Professional ratings
Review scores
| Source | Rating |
| Allmusic | Star Half star |

==Background==
As with the Superman II, the musical score was composed and conducted by Ken Thorne. It makes use of the 'Superman theme' and most other themes from the first film composed by John Williams. Part of the score was ghost-written by Edward Gregson. To capitalize on the popularity of synthesizer pop, Giorgio Moroder was hired to create songs for the film, though their use in the film is minimal.

==Release==
The score for the film was released in 1983.

A 3-disc fully expanded limited edition of the film's score, along with the extended score for Superman II, was released in the expanded archival collection by La-La Land Records as part of Superman's 80th anniversary in October 2018.

==Content==
Superman III was the first of the films to have a score and soundtrack on the same release. Side A was devoted to 20 minutes of Ken Thorne's score (including new material such as a comedic cue that corresponds with the opening slapstick sequence, a theme for Richard Pryor's character, Gus Gorman, and the climactic fight between Clark Kent and Evil Superman).

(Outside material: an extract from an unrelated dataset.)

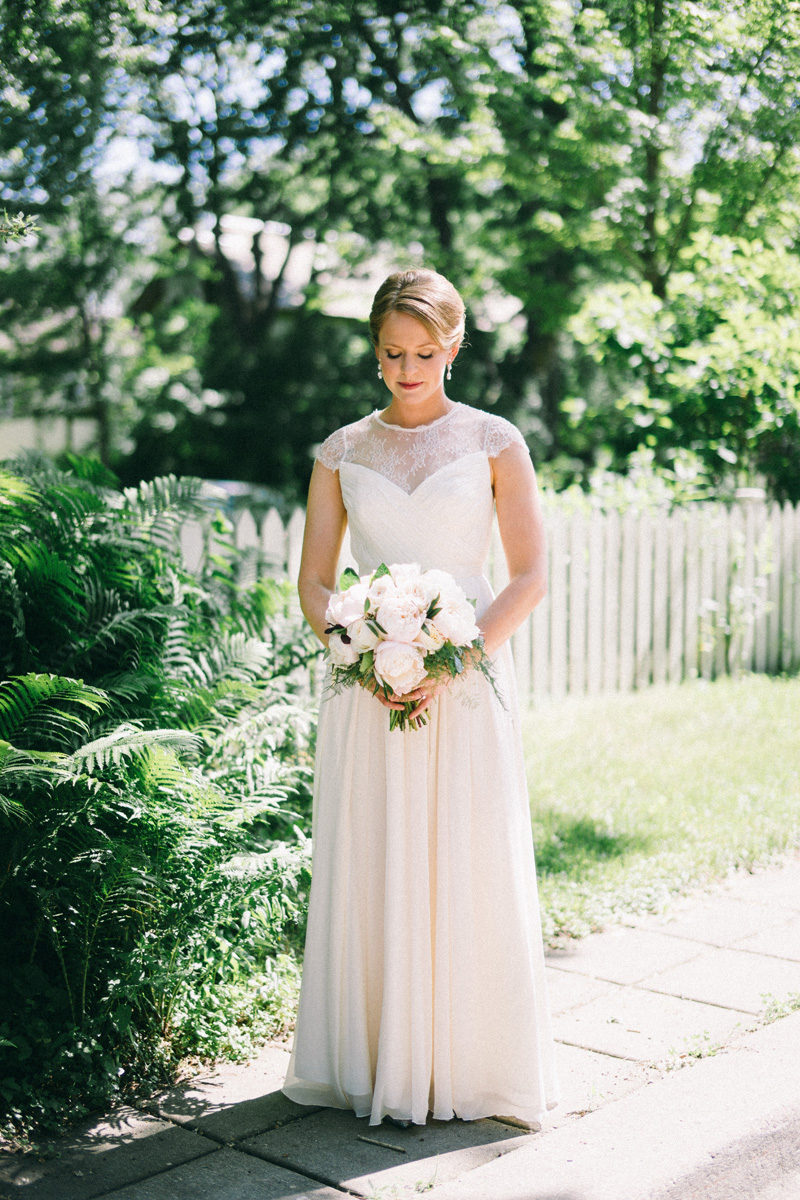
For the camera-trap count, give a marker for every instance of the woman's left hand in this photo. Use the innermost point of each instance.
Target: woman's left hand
(425, 695)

Side B was devoted to music by Giorgio Moroder. He specifically contributed a synthesized version of the main title march from Superman II, although it wasn't used in the film. He also created a new love theme for Clark and Lana Lang and contributed three other songs that appear mostly as instrumentals in the film, the most prominent being "They Won't Get Me" for Roger Miller, which is heard twice during Gus' presence in Smallville.

==Track listing==
The track listing on the soundtrack album is as follows:
1. "Main Title (The Streets of Metropolis)" (5:23)
2. "Saving the Factory—The Acid Test" (6:09)
3. "Gus Finds a Way" (0:58)
4. "The Two Faces of Superman" (2:50)
5. "The Struggle Within—Final Victory" (4:16)
6. "Rock On" – Marshall Crenshaw (3:35)
7. "No See, No Cry" – Chaka Khan (3:18)
8. "They Won't Get Me" – Roger Miller (3:20)
9. "Love Theme" – Helen St. John (3:14)
10. "Main Title March" – Giorgio Moroder (4:20)

==Additional music==
"Roll Over Beethoven" by the Beatles (a 1963 remake of Chuck Berry's hit) and "Earth Angel" by the Penguins can be heard at Clark's high school reunion. A rare instance of the Beatles granting use of their music in a non-Beatles film, the three surviving members granted permission due to their friendship with director Richard Lester, who had directed their first two films.

Like the use of "Rock Around the Clock" in the first film, the use of the 1950s-era "Earth Angel" recording appears anachronistic for the "Class of 1965" reunion. John Philip Sousa's "King Cotton" military march and the traditional Italian standard "When Your Mama Made You" are heard later in the film.